Advanced rules mainly for businesses:

  • Reduce the attack surface by disabling or uninstalling any unnecessary services and software
  • Scan networks for risky accounts using weak passwords
  • Limit or ban use of Remote Desktop Protocol (RDP) from outside of the network, or enable Network Level Authentication
  • Use a Virtual Private Network (VPN)
  • Review firewall settings
  • Review policies for traffic between internal and outside network (internet)
  • Set up a password in the configuration of your security solution(s) to protect it/them from being turned off by the attacker
  • Secure your backups with two- or multi-factor authentication
  • Regularly train your staff to recognise and deal with phishing attacks
History of ransomware image

Brief history

The first documented case of ransomware was in 1989. Called the AIDS Trojan, it was physically distributed through the post via thousands of floppy disks that claimed to contain an interactive database on AIDS and risk factors associated with the disease. When triggered, the malware effectively disabled the user's access to much of the content on the disk.

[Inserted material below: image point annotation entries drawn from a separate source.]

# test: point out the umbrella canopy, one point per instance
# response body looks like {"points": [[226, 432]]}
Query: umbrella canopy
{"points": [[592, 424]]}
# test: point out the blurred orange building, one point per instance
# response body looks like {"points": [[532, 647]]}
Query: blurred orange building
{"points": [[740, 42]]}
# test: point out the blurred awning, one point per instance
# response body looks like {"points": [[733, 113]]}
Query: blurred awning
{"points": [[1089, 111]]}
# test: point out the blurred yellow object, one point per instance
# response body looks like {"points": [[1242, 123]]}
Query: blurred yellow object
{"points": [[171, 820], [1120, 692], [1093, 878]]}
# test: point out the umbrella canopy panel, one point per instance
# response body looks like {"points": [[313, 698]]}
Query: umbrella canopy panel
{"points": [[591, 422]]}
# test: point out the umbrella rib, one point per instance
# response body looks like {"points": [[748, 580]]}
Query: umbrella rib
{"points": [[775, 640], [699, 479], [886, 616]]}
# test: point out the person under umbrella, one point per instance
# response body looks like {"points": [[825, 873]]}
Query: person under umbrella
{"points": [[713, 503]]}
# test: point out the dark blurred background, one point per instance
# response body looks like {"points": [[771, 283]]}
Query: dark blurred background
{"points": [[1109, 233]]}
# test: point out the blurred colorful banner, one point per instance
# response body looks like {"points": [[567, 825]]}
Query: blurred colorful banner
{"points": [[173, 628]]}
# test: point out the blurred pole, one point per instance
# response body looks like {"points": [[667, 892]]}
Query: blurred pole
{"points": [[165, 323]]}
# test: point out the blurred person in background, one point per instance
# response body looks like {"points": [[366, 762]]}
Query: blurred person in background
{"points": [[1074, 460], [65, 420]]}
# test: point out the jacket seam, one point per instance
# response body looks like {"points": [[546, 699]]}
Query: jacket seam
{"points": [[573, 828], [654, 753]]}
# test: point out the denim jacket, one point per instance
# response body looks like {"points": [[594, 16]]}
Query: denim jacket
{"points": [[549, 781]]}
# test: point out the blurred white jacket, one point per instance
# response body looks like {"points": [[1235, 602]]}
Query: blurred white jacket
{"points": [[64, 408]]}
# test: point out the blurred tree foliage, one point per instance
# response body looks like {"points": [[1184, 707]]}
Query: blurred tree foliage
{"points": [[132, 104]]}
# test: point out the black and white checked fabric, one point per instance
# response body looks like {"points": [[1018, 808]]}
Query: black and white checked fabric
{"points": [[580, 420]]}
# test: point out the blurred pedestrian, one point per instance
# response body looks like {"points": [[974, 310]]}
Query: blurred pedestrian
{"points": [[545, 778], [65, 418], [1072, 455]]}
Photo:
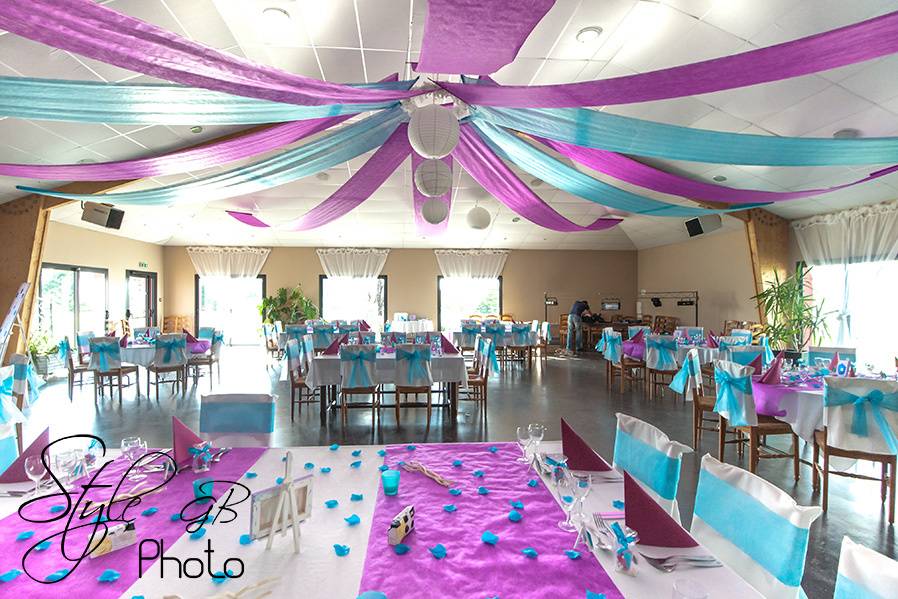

AIDS Trojan demanded a ransom (or as the ransom note named it, “license payment”) of US $189 to be sent to a post office box in Panama allowing the user to execute the program 365 times. Dr. Joseph Popp was identified as the author; authorities, however, declared him mentally unfit to stand trial.

Recent examples

In May 2017, a ransomware worm detected by ESET as WannaCryptorakaWannaCry spread rapidly, using the exploit EternalBlue leaked from NSA, which exploited a vulnerability in the most popular versions of Windows operating systems. Despite the fact that Microsoft had issued patches for many of the vulnerable OSes more than two months prior to the attack, files and systems of thousands of organizations around the globe fell victim to the malware. Damage it caused was estimated as being billions of dollars.

In June 2017, malware detected by ESET as Diskcoder.C aka Petya started making rounds in Ukraine, but soon burrowed its way out of the country. As it later turned out, it was a well-orchestrated supply-chain attack that misused popular accounting software so as to attack and harm Ukrainian organizations.

However, it got out of hand and by infecting many global companies including Maersk, Merck, Rosneft and FedEx; it caused hundreds of millions of dollars in damages.